Los años pasan, pero las fijaciones infantiles se mantienen.

Y, como estaba en Santiago, por esos pasadizos extraños de la memoria, que van enmarañando tiempos, lugares y nostalgias, me vi en la habitación de mi colegio, en un internado en el que convivíamos quinientos chavales de once a dieciséis años (yo tengo doce o trece en este recuerdo). Las tardes de domingo, en aquel Santiago lluvioso, en el que la humedad era una agresión física y anímica, yo pasaba mucho tiempo asomado a la ventana, escuchando el murmullo de la lluvia, contemplando cómo la ciudad, allá abajo, se diluía en una niebla densa y fría. Y recuerdo, con tanta nitidez como si los estuviera oyendo ahora, dos sonidos diferentes que siempre aparecían. El más solemne era el de las campanas de la catedral: sonaban lejos, grises y enormes, y se colaban por las rúas y callejones milenarios hasta llegar con sus viejas historias a mi fantasía de adolescente.
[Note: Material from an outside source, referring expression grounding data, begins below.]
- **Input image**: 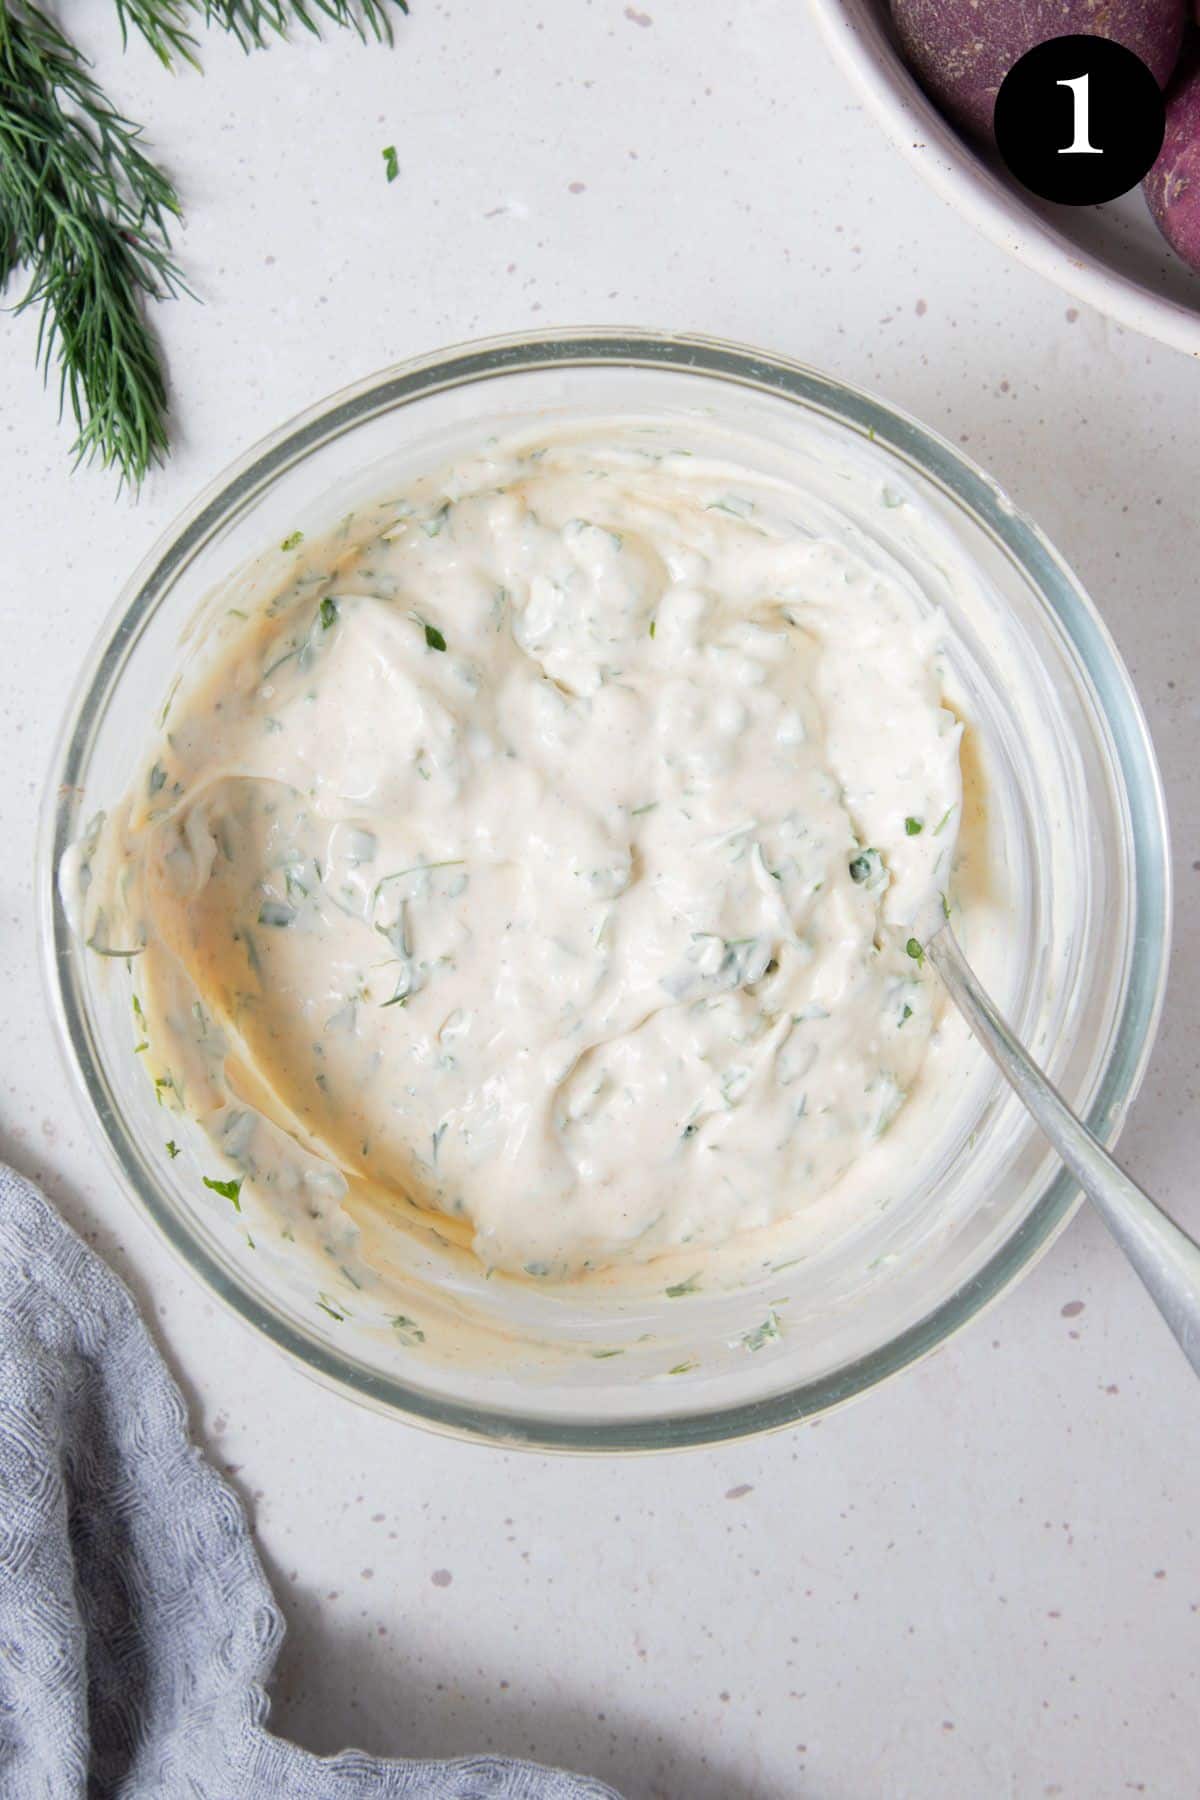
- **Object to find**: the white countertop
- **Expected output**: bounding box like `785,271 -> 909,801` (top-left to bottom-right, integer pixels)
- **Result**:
2,4 -> 1197,1795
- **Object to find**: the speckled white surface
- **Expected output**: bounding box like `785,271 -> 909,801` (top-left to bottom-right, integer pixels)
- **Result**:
2,5 -> 1198,1797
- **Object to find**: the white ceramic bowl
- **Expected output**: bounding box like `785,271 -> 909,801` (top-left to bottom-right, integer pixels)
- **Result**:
810,0 -> 1200,357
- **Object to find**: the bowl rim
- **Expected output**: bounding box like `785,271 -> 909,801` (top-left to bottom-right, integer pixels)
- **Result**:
39,326 -> 1174,1452
807,0 -> 1200,360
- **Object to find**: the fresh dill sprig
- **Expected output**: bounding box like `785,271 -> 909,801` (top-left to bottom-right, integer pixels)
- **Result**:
200,0 -> 407,51
114,0 -> 408,62
0,3 -> 188,484
1,0 -> 409,485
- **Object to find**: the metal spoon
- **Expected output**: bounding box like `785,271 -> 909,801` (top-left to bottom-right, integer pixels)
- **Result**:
925,920 -> 1200,1376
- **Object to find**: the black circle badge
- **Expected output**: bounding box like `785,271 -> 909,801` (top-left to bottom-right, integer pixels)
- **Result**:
994,34 -> 1166,206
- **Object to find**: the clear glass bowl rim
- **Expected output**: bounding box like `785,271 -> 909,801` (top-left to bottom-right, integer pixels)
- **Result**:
38,327 -> 1174,1453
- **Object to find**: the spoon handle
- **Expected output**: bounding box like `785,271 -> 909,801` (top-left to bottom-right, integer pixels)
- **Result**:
928,924 -> 1200,1377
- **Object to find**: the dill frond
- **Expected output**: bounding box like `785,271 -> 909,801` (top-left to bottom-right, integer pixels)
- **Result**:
0,2 -> 186,483
2,0 -> 409,485
115,0 -> 408,62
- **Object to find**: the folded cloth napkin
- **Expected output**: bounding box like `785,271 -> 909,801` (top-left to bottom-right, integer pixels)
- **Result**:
0,1166 -> 622,1800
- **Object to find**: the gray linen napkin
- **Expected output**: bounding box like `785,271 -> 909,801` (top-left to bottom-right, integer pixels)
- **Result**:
0,1165 -> 622,1800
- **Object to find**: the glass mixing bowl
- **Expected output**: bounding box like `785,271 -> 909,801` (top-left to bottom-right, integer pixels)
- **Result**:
39,330 -> 1171,1451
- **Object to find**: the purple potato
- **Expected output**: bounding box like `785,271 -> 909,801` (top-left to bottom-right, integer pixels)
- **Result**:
1145,47 -> 1200,270
892,0 -> 1186,140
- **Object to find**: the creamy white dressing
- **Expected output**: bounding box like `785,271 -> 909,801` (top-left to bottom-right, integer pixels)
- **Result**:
71,421 -> 970,1291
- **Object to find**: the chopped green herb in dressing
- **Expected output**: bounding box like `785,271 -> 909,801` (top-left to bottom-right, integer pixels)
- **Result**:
741,1310 -> 782,1352
66,420 -> 965,1288
203,1174 -> 242,1210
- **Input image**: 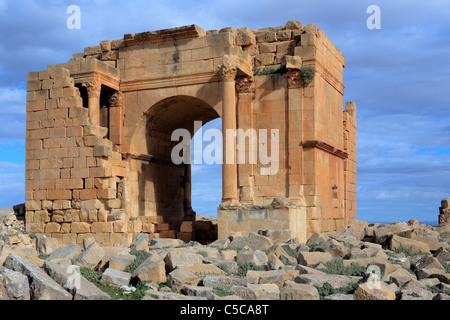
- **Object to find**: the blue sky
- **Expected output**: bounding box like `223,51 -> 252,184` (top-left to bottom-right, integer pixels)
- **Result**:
0,0 -> 449,224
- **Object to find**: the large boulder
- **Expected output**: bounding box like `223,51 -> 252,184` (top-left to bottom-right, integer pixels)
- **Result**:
232,283 -> 280,300
236,246 -> 268,266
47,244 -> 82,262
100,268 -> 132,287
297,251 -> 333,267
387,235 -> 430,254
374,222 -> 412,245
4,254 -> 72,300
74,242 -> 105,269
167,268 -> 200,292
164,251 -> 204,272
132,255 -> 167,283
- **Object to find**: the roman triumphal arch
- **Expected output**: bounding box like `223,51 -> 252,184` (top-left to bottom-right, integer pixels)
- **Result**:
24,22 -> 356,245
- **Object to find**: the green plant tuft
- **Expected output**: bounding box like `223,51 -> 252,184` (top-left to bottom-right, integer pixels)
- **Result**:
317,258 -> 366,277
197,251 -> 208,258
124,250 -> 148,274
300,65 -> 315,86
315,283 -> 358,299
217,264 -> 229,275
212,287 -> 234,297
237,262 -> 265,277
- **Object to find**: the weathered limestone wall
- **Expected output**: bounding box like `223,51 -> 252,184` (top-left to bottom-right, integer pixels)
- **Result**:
24,21 -> 357,245
25,66 -> 134,245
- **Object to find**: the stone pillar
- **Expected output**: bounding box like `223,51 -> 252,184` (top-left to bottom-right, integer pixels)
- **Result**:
286,70 -> 304,200
236,76 -> 256,204
84,80 -> 101,126
220,65 -> 238,202
109,91 -> 124,146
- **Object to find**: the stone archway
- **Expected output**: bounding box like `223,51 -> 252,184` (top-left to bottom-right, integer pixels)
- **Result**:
126,95 -> 220,232
24,22 -> 357,246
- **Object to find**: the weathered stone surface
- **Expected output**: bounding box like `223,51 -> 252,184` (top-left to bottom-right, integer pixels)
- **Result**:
100,268 -> 132,286
109,253 -> 135,271
323,293 -> 354,300
232,283 -> 280,300
374,223 -> 412,245
0,245 -> 44,267
5,254 -> 72,300
411,255 -> 445,271
143,289 -> 204,300
202,276 -> 248,292
183,264 -> 226,278
433,247 -> 450,262
182,285 -> 216,299
416,268 -> 447,280
0,267 -> 30,300
74,242 -> 105,269
401,286 -> 433,300
294,273 -> 360,289
47,244 -> 82,261
130,238 -> 148,251
267,257 -> 284,270
167,268 -> 200,292
164,251 -> 204,272
280,280 -> 319,300
236,246 -> 268,266
306,232 -> 330,245
150,238 -> 184,249
257,229 -> 291,243
297,251 -> 333,267
37,236 -> 61,255
132,255 -> 166,283
388,235 -> 430,254
43,261 -> 110,300
354,282 -> 396,300
316,239 -> 350,258
228,232 -> 273,251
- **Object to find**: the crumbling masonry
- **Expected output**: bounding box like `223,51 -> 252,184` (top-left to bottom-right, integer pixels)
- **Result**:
24,21 -> 357,246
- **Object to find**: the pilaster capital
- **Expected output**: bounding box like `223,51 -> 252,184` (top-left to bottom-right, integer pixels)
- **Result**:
285,70 -> 302,89
235,76 -> 255,94
110,91 -> 124,107
83,80 -> 101,98
219,64 -> 237,82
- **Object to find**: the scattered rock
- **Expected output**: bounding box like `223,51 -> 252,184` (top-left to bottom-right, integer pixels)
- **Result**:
167,268 -> 200,292
100,268 -> 132,287
280,280 -> 319,300
74,242 -> 105,269
354,282 -> 396,300
43,261 -> 110,300
132,255 -> 167,283
4,254 -> 72,300
0,267 -> 30,300
297,251 -> 333,267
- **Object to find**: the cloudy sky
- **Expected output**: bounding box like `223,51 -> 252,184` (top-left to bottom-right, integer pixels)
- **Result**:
0,0 -> 449,224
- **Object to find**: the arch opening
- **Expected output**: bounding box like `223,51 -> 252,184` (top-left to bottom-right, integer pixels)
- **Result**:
133,95 -> 220,232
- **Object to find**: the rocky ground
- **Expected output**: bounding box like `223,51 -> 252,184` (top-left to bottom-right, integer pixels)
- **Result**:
0,210 -> 449,300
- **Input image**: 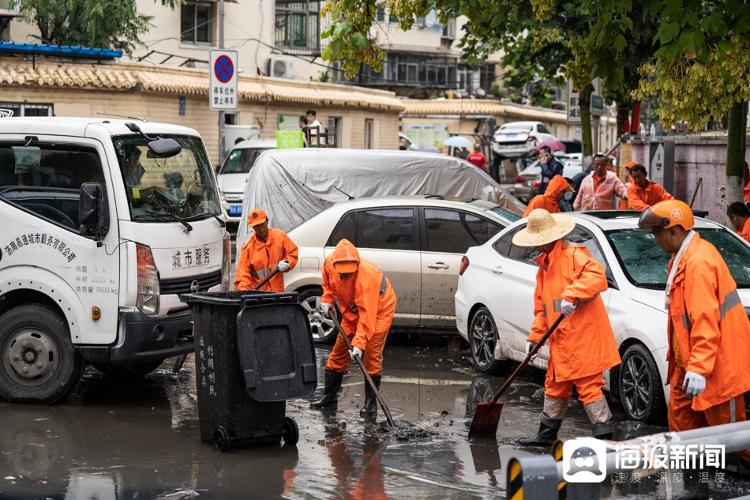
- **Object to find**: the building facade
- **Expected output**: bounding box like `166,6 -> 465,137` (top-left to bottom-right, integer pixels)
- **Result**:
4,1 -> 497,98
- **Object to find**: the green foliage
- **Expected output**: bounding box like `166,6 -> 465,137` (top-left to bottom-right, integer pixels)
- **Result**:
12,0 -> 182,54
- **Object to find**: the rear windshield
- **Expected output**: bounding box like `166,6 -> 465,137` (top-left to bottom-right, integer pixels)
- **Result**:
488,206 -> 521,222
500,125 -> 532,133
607,228 -> 750,289
219,147 -> 270,174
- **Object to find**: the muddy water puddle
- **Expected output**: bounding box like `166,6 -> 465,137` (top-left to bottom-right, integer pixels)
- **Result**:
1,343 -> 748,499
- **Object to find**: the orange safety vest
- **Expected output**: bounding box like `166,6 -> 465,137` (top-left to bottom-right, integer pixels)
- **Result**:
528,240 -> 621,382
234,227 -> 298,292
666,234 -> 750,411
524,175 -> 569,217
626,181 -> 673,211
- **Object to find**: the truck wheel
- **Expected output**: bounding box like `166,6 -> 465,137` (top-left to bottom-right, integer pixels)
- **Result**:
298,288 -> 338,344
0,305 -> 82,403
93,360 -> 164,378
282,417 -> 299,446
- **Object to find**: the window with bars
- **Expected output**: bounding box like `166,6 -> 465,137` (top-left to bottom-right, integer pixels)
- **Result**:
275,0 -> 320,54
0,103 -> 53,117
181,2 -> 213,44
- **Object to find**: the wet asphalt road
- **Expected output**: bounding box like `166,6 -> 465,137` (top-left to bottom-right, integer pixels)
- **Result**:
2,338 -> 750,499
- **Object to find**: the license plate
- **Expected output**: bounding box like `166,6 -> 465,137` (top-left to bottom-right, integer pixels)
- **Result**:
228,204 -> 242,216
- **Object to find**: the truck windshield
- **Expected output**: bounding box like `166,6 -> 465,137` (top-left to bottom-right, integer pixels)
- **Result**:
113,135 -> 221,222
606,228 -> 750,289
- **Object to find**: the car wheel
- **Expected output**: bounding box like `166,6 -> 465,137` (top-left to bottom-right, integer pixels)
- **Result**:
298,287 -> 338,344
618,344 -> 666,424
469,307 -> 505,374
0,305 -> 82,403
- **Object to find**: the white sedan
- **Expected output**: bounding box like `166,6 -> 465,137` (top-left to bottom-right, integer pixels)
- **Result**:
455,211 -> 750,423
283,196 -> 520,342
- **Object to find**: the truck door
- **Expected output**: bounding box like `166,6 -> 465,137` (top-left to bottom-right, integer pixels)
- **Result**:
0,138 -> 120,345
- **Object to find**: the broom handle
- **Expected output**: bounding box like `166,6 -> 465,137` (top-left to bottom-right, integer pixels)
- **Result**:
489,313 -> 565,406
330,313 -> 396,427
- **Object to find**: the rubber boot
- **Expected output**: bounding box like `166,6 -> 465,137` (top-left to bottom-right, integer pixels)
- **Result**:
518,413 -> 562,446
360,375 -> 380,417
310,370 -> 343,409
585,396 -> 614,439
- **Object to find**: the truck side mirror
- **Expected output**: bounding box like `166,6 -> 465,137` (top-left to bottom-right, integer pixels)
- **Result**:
147,138 -> 182,158
80,182 -> 107,240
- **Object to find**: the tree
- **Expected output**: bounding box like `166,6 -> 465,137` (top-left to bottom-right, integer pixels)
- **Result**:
13,0 -> 182,54
635,0 -> 750,205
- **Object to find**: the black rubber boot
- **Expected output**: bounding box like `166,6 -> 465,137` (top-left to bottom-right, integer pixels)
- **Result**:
360,375 -> 380,417
310,370 -> 343,409
592,422 -> 614,440
518,414 -> 562,447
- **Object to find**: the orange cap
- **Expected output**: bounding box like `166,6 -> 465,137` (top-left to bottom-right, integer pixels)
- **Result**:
248,208 -> 268,227
331,239 -> 360,273
624,160 -> 638,169
638,199 -> 695,230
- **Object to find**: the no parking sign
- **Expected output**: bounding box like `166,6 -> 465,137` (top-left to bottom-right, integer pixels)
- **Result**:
209,49 -> 238,111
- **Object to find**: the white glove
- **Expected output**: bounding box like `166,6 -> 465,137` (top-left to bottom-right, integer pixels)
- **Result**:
320,302 -> 333,317
350,346 -> 363,360
525,341 -> 539,360
560,299 -> 577,316
682,371 -> 706,397
277,260 -> 290,272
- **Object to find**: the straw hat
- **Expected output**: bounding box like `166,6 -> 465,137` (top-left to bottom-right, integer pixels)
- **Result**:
512,209 -> 576,247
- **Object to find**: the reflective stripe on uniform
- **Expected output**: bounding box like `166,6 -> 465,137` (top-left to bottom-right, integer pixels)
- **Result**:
552,299 -> 562,312
251,268 -> 271,279
379,274 -> 388,296
719,289 -> 742,320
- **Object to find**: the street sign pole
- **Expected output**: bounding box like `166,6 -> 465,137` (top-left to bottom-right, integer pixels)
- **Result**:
218,0 -> 225,164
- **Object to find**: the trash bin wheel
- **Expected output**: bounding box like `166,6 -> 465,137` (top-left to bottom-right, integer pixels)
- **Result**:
214,426 -> 231,452
282,417 -> 299,446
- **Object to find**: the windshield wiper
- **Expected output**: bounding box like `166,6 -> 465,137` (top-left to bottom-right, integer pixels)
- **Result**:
185,211 -> 226,227
136,211 -> 193,232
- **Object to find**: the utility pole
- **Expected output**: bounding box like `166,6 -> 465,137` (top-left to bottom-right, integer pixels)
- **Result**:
218,0 -> 225,164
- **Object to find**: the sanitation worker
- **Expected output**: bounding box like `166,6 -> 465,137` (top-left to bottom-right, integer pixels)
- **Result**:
234,208 -> 298,292
638,200 -> 750,462
310,239 -> 397,417
727,201 -> 750,243
515,209 -> 621,445
523,175 -> 574,216
626,164 -> 673,211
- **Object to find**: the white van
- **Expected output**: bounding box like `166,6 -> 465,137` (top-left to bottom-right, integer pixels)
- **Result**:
0,118 -> 229,403
217,138 -> 275,226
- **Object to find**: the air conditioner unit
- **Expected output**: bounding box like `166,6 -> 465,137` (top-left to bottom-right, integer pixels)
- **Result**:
267,58 -> 294,79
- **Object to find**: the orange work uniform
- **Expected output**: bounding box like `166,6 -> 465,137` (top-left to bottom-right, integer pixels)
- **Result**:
738,217 -> 750,243
322,240 -> 397,376
627,181 -> 673,211
234,227 -> 298,292
665,234 -> 750,439
529,240 -> 621,405
524,176 -> 570,217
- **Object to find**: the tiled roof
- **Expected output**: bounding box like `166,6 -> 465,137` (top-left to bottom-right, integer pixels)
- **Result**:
402,98 -> 615,123
0,60 -> 404,111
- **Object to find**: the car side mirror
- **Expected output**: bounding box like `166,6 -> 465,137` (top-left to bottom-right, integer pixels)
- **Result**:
147,138 -> 182,158
80,182 -> 107,241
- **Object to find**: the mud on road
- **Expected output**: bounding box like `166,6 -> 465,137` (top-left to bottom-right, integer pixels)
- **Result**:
1,338 -> 749,499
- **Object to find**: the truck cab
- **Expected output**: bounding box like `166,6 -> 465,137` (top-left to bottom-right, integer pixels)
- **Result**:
0,118 -> 229,403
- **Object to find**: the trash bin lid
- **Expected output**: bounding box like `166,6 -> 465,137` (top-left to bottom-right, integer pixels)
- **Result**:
236,303 -> 317,402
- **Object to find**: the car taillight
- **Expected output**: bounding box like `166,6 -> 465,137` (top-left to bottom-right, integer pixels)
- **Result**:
136,243 -> 160,315
221,231 -> 231,291
459,256 -> 470,276
515,175 -> 525,184
533,180 -> 541,190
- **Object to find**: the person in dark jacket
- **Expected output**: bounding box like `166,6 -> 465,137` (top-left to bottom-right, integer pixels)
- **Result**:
538,146 -> 564,194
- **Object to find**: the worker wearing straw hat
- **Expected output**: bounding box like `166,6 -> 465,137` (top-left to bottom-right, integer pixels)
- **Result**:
515,209 -> 620,446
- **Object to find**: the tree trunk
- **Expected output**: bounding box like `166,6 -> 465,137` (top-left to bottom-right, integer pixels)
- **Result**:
725,100 -> 748,216
579,83 -> 594,165
616,100 -> 630,138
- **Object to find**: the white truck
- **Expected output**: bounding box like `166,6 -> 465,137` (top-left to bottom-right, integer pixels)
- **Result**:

Otro, el más melancólico, el que me llenaba de nostalgia y un poco de tristeza, era el silbido de un tren, que el viento del sur me traía hasta la ventana y que me hería extrañamente. Un tren que se iba hacia lo desconocido tenía algo de misterioso y de atractivo. Nosotros siempre allí, en aquella rutina, mientras que el tren se abría camino en la noche hacia mundos en donde no había ni prefectos de disciplina ni directores espirituales.

Realmente, el ancho mundo era un misterio para todos nosotros. Y de estos recuerdos infantiles me sacaron el cese de la lluvia y la voz del guía que nos convoca para continuar el paseo por el viejo Santiago.